Abstract
Escherichia coli ST131 is a major cause of infection with
extensive antimicrobial resistance (AMR) facilitated by widespread
beta-lactam antibiotic use. This drug pressure has driven
extended-spectrum beta-lactamase (ESBL) gene acquisition and evolution
in pathogens, so a clearer resolution of ST131’s origin, adaptation and
spread is essential. E. coli ST131’s ESBL genes are typically
embedded in mobile genetic elements (MGEs) that aid transfer to new
plasmid or chromosomal locations, which are mobilised further by plasmid
conjugation and recombination, resulting in a flexible ESBL, MGE and
plasmid composition with a conserved core genome. We used population
genomics to trace the evolution of AMR in ST131 more precisely by
extracting all available high-quality Illumina HiSeq read libraries to
investigate 4,071 globally-sourced genomes, the largest ST131 collection
examined so far.
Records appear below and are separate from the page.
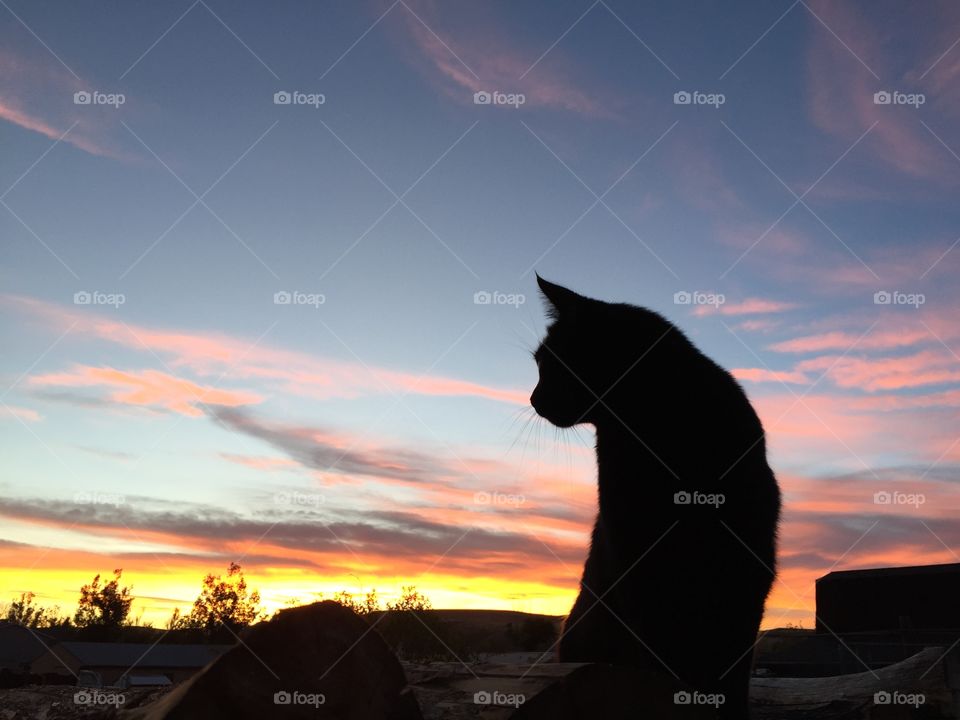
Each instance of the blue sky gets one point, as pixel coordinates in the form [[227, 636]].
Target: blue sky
[[787, 189]]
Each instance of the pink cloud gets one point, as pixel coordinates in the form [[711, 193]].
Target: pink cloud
[[841, 95], [480, 60], [25, 414], [929, 367], [841, 340], [39, 80], [293, 372], [760, 375], [148, 388], [750, 306]]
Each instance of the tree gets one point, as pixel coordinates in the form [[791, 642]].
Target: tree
[[369, 604], [411, 599], [24, 612], [104, 606], [223, 602], [412, 629]]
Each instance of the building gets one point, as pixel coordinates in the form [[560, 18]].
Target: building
[[20, 647], [114, 664], [920, 598]]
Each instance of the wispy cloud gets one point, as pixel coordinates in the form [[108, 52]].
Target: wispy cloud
[[38, 96], [146, 388], [211, 355], [750, 306], [482, 59]]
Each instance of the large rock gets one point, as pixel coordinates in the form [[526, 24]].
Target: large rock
[[317, 661], [615, 693]]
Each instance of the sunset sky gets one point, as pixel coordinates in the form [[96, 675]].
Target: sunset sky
[[375, 431]]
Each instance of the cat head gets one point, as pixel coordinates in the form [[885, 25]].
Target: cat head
[[590, 348]]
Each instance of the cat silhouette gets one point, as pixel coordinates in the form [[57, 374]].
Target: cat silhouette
[[683, 550]]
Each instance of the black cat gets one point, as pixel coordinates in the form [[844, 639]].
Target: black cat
[[684, 546]]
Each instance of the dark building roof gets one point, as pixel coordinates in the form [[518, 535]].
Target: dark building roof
[[19, 646], [914, 598], [946, 568], [128, 655]]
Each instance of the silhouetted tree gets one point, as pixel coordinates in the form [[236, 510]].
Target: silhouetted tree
[[413, 629], [223, 602], [106, 605], [369, 604], [24, 612]]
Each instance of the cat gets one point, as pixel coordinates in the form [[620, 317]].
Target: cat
[[683, 550]]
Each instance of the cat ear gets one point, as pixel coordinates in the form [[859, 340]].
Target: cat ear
[[563, 302]]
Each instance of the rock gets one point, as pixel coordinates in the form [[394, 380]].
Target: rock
[[614, 693], [317, 661]]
We applied rigorous quality-control, genome de novo
assembly and ESBL gene screening to resolve ST131’s population
structure across three genetically distinct Clades (A, B, C) and
abundant subclades from the dominant Clade C. We reconstructed their
evolutionary relationships across the core and accessory genomes using
published reference genomes, long read assemblies and k-mer-based
methods to contextualise pangenome diversity. The three main C subclades
have co-circulated globally at relatively stable frequencies over time,
suggesting attaining an equilibrium after their origin and initial
rapid spread. This contrasted with their ESBL genes, which had stronger
patterns across time, geography and subclade, and were located at
distinct locations across the chromosomes and plasmids between isolates.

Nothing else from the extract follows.